VOGLIO QUI, PUBBLICAMENTE E CON FERMEZZA, CHIARIRE IL MIO PENSIERO:
1)
così come ritengo (pur non facendolo) che i liberi professionisti possano fare impresa, non ho nulla in contrario a che geologi imprenditori facciano la libera professione .
Sicuramente, come scrive giustamente soilrock, l'occasione fa l'uomo ladro; ma è anche vero che non si possono fare i processi alle intenzioni.
Liberalizzare credo sia l'unico modo, per una società progredita (o progredibile), di creare benessere e stabilità economica.
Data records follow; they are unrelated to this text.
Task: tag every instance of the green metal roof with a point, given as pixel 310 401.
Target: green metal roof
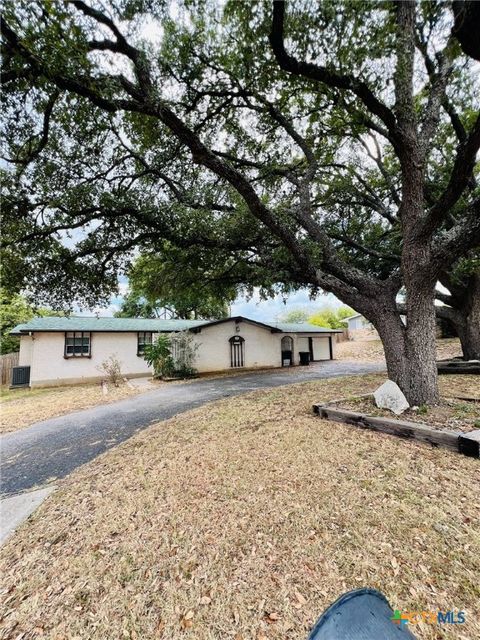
pixel 85 323
pixel 302 327
pixel 53 323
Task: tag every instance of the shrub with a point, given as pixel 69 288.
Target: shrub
pixel 184 352
pixel 172 356
pixel 112 368
pixel 158 356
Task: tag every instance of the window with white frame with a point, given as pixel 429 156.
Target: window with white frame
pixel 77 344
pixel 143 338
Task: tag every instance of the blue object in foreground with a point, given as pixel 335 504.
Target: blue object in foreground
pixel 362 614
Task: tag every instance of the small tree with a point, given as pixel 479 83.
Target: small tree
pixel 158 356
pixel 112 368
pixel 172 355
pixel 184 351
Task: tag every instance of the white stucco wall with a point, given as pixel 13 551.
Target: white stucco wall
pixel 26 351
pixel 262 348
pixel 48 365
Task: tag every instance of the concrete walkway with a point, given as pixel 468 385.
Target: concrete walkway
pixel 15 509
pixel 51 449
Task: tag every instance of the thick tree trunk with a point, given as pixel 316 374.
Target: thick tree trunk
pixel 468 321
pixel 420 346
pixel 410 351
pixel 463 313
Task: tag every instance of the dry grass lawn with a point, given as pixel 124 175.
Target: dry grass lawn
pixel 448 414
pixel 372 350
pixel 244 519
pixel 21 408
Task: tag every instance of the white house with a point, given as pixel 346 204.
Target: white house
pixel 70 350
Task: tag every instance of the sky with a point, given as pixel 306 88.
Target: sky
pixel 255 308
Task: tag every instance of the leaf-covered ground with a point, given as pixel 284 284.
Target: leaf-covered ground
pixel 21 408
pixel 244 519
pixel 372 351
pixel 450 414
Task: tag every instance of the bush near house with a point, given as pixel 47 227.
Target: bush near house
pixel 172 356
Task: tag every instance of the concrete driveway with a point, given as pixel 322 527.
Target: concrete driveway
pixel 49 450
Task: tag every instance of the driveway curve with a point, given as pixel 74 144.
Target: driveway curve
pixel 52 449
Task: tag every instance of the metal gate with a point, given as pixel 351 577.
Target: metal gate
pixel 20 376
pixel 237 351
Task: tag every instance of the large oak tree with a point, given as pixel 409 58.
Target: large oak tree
pixel 231 130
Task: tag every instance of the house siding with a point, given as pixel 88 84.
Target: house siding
pixel 44 352
pixel 50 367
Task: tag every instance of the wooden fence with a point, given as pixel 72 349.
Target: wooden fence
pixel 7 362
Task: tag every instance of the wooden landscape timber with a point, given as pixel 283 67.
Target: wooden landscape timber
pixel 466 443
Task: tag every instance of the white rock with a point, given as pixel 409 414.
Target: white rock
pixel 390 396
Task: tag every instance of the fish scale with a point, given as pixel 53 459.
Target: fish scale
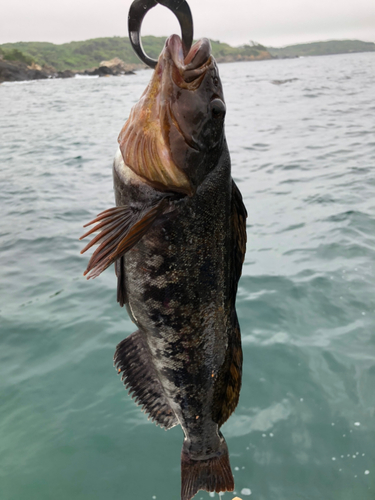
pixel 178 238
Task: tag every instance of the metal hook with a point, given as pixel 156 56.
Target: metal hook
pixel 139 9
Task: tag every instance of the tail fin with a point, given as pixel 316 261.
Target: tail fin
pixel 212 474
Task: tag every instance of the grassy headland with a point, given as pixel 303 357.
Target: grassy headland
pixel 77 56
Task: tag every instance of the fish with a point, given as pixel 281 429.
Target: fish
pixel 177 238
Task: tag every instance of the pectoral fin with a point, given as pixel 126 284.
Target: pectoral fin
pixel 120 229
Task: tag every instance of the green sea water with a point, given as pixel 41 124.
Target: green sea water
pixel 302 138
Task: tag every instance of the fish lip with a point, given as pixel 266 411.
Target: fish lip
pixel 194 63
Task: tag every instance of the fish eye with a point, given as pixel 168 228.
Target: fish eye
pixel 218 108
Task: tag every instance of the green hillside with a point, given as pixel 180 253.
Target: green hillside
pixel 322 48
pixel 89 53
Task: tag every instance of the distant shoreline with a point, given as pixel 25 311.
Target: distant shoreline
pixel 41 60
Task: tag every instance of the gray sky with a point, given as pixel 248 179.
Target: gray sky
pixel 270 22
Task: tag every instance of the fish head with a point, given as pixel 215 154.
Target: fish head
pixel 175 133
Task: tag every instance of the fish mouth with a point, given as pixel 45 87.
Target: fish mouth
pixel 153 129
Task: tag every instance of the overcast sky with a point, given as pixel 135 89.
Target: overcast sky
pixel 270 22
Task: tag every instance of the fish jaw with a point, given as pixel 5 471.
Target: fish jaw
pixel 164 139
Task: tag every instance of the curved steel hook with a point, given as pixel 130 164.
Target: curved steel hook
pixel 139 9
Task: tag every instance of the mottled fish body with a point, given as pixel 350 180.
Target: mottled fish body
pixel 177 238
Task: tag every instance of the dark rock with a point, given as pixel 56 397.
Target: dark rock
pixel 65 74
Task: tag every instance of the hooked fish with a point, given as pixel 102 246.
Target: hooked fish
pixel 177 237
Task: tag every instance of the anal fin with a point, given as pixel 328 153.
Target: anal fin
pixel 132 358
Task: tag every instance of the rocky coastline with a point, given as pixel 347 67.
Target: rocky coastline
pixel 17 71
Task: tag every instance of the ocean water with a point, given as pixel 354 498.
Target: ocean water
pixel 302 138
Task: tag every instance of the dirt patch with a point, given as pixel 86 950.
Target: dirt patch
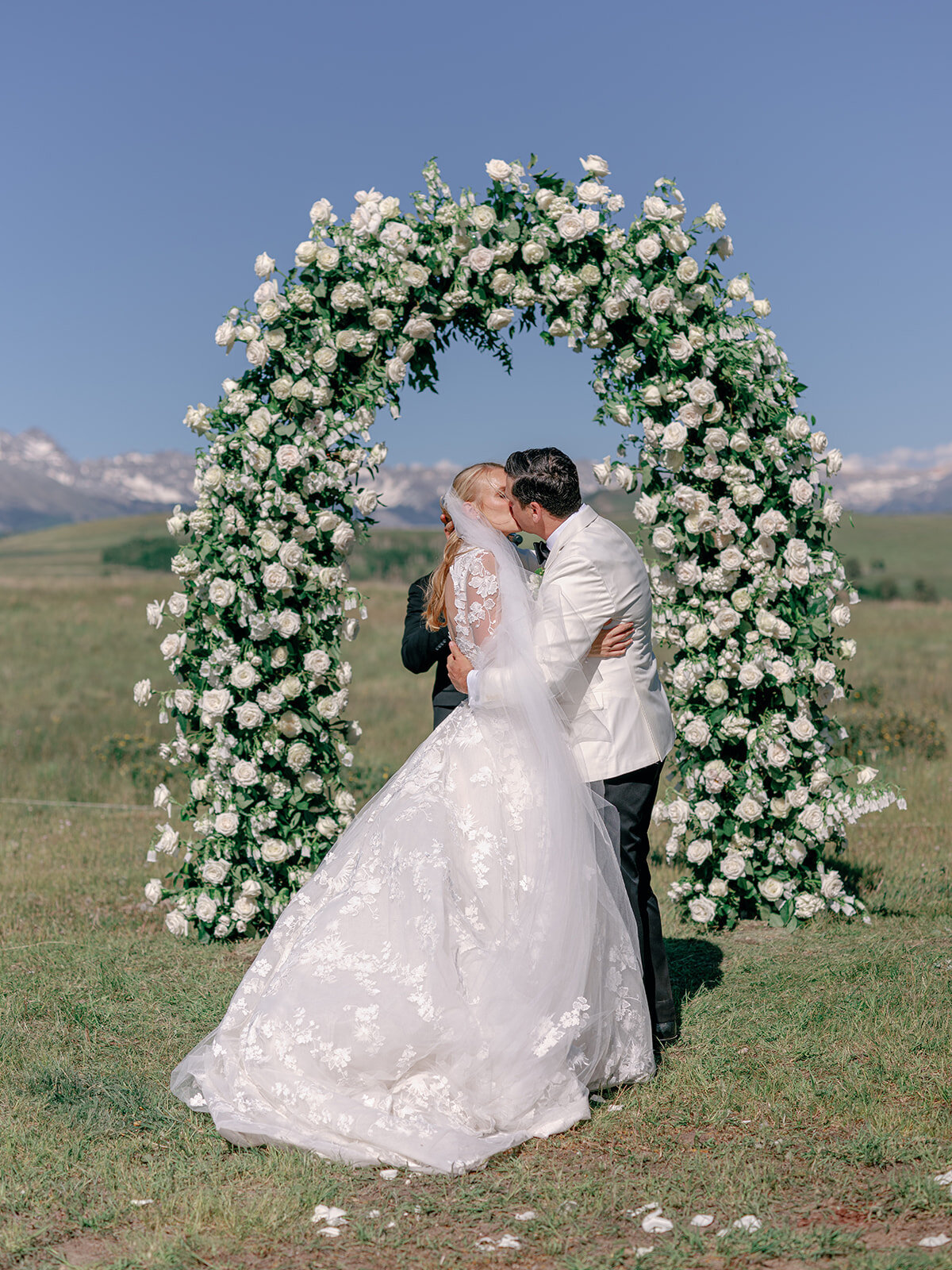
pixel 82 1250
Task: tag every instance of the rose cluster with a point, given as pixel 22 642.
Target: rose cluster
pixel 747 591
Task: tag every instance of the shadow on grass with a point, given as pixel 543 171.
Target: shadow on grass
pixel 695 965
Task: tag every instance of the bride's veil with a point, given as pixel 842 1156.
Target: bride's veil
pixel 574 921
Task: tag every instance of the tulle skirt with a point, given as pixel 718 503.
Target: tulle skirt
pixel 457 976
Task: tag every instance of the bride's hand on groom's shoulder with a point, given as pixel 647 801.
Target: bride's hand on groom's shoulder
pixel 612 641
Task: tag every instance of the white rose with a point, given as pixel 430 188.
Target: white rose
pixel 698 851
pixel 772 889
pixel 273 850
pixel 824 672
pixel 498 169
pixel 274 577
pixel 221 591
pixel 660 298
pixel 216 702
pixel 244 908
pixel 290 724
pixel 749 810
pixel 701 393
pixel 750 675
pixel 570 226
pixel 716 692
pixel 298 756
pixel 206 908
pixel 697 733
pixel 171 647
pixel 226 823
pixel 701 908
pixel 674 435
pixel 596 165
pixel 647 249
pixel 215 872
pixel 663 539
pixel 679 348
pixel 287 624
pixel 777 753
pixel 183 700
pixel 499 318
pixel 738 287
pixel 249 715
pixel 801 729
pixel 733 865
pixel 244 774
pixel 831 884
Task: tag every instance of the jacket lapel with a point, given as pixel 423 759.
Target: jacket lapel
pixel 578 526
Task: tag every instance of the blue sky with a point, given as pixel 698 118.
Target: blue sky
pixel 154 150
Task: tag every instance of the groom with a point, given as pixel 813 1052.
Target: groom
pixel 594 575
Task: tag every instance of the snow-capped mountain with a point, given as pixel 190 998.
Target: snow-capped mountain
pixel 41 484
pixel 901 480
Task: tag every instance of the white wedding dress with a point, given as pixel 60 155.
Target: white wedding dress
pixel 463 969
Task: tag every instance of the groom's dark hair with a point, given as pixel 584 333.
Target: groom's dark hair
pixel 545 476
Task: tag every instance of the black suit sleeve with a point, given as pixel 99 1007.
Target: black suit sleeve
pixel 420 648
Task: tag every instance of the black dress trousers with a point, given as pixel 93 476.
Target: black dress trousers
pixel 634 797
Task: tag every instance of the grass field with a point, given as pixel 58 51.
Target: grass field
pixel 812 1087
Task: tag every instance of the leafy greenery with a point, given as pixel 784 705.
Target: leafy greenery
pixel 810 1087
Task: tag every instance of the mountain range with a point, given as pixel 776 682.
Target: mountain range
pixel 41 484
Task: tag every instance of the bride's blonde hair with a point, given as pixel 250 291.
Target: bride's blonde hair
pixel 467 484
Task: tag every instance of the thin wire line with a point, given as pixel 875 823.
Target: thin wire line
pixel 114 806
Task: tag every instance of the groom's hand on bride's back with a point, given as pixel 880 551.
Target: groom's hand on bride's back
pixel 457 668
pixel 612 641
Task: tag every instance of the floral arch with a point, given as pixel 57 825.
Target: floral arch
pixel 729 475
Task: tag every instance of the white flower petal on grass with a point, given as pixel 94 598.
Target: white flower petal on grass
pixel 657 1225
pixel 332 1216
pixel 749 1223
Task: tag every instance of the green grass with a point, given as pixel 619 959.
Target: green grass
pixel 812 1085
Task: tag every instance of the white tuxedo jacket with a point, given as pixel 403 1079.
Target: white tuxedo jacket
pixel 617 710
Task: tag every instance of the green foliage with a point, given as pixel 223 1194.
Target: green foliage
pixel 143 554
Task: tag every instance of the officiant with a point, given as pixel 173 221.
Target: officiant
pixel 423 649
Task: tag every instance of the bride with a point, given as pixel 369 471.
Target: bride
pixel 463 969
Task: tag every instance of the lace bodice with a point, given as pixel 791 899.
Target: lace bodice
pixel 476 611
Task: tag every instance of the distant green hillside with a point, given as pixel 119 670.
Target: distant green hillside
pixel 885 552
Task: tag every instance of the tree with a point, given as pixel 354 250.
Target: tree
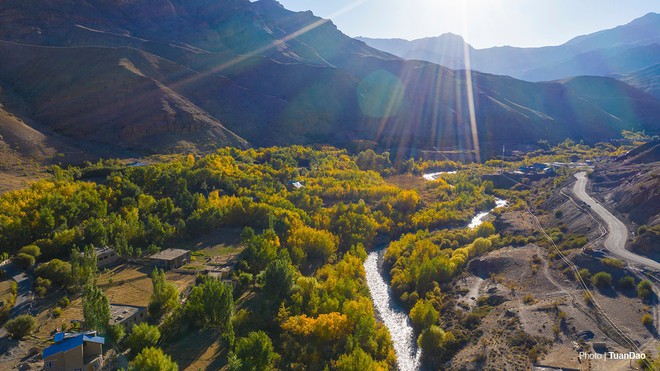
pixel 358 360
pixel 83 266
pixel 142 336
pixel 30 250
pixel 278 279
pixel 153 359
pixel 423 314
pixel 24 260
pixel 255 352
pixel 56 270
pixel 316 245
pixel 165 296
pixel 434 342
pixel 211 303
pixel 96 308
pixel 116 332
pixel 21 326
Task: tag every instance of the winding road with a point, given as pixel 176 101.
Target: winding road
pixel 618 233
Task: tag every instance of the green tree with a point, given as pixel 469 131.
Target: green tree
pixel 278 279
pixel 83 266
pixel 357 360
pixel 142 336
pixel 30 250
pixel 153 359
pixel 165 296
pixel 24 260
pixel 21 326
pixel 255 352
pixel 116 332
pixel 211 303
pixel 56 270
pixel 423 314
pixel 96 308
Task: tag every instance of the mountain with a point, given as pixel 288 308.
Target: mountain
pixel 163 75
pixel 620 50
pixel 646 79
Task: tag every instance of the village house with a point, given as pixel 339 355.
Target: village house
pixel 170 258
pixel 127 315
pixel 77 351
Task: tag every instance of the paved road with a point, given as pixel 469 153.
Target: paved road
pixel 618 233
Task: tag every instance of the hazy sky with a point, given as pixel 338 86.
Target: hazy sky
pixel 483 23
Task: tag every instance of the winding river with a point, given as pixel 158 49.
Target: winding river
pixel 391 313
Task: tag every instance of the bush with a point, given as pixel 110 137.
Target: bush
pixel 614 263
pixel 21 326
pixel 645 290
pixel 601 279
pixel 584 274
pixel 627 282
pixel 24 260
pixel 642 229
pixel 64 302
pixel 143 336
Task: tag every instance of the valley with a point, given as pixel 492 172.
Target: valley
pixel 231 185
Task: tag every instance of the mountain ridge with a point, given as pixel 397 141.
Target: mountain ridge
pixel 200 74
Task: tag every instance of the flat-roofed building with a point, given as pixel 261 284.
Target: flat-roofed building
pixel 106 256
pixel 170 258
pixel 127 315
pixel 74 351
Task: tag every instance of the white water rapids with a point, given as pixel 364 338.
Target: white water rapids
pixel 394 317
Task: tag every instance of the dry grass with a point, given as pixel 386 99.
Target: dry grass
pixel 5 290
pixel 131 284
pixel 198 350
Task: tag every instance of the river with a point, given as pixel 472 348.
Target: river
pixel 394 316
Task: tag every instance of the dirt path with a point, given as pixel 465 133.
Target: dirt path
pixel 618 233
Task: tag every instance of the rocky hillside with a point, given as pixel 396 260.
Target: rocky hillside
pixel 632 183
pixel 161 75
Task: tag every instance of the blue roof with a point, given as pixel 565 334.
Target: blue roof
pixel 70 343
pixel 64 346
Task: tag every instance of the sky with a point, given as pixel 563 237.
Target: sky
pixel 483 23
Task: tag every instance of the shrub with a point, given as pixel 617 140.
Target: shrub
pixel 627 282
pixel 64 302
pixel 584 274
pixel 645 290
pixel 601 279
pixel 21 326
pixel 642 229
pixel 614 263
pixel 143 336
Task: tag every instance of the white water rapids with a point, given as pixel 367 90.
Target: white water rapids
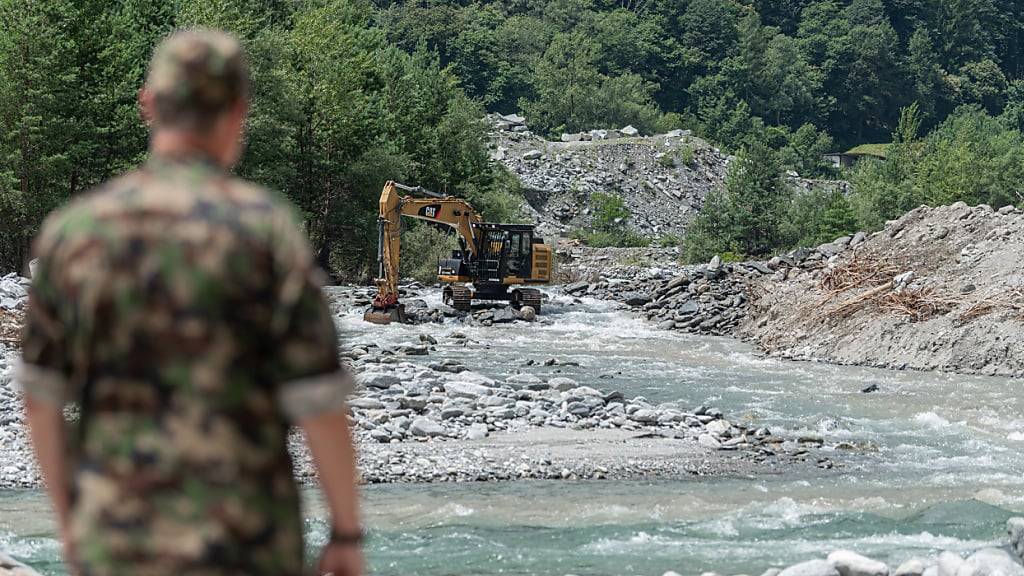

Certo ci vogliono regole ma non di tipo protezionistico. La storia dell'economia mondiale ha insegnato un principio empirico elementare: ogni qualvolta si è limitata la libertà dei singoli individui si è sceso a livelli bassissimi non solo economicamente parlando ma anche socialmente ed umanamente.
2)
non ho nulla in contrario a che l'Ordine tuteli i geologi-imprenditori come i geologi-liberi professionisti. Lo consente la legge (L. 112/63), lo consente il condividere (anche se non per tutti, ma da ambo le parti) la stessa passione (personalmente adoro sovrintendere a campagne geognostiche), lo consente il principio di libertà di uno stato di diritto in cui gli uomini DEVONO essere considerati uguali e in quanto tali messi su di uno stesso livello ( anche se spesso non accade).
3)
chi si espone con le proprie idee al pubblico ludibrio non è perchè si considera intoccabile (quelli remano sott'acqua come squali) ma perchè ha le palle (consentitemi il termine) per farlo in quanto, non nascondendosi dietro ad un nickname, difende a testa alta le cose in cui crede.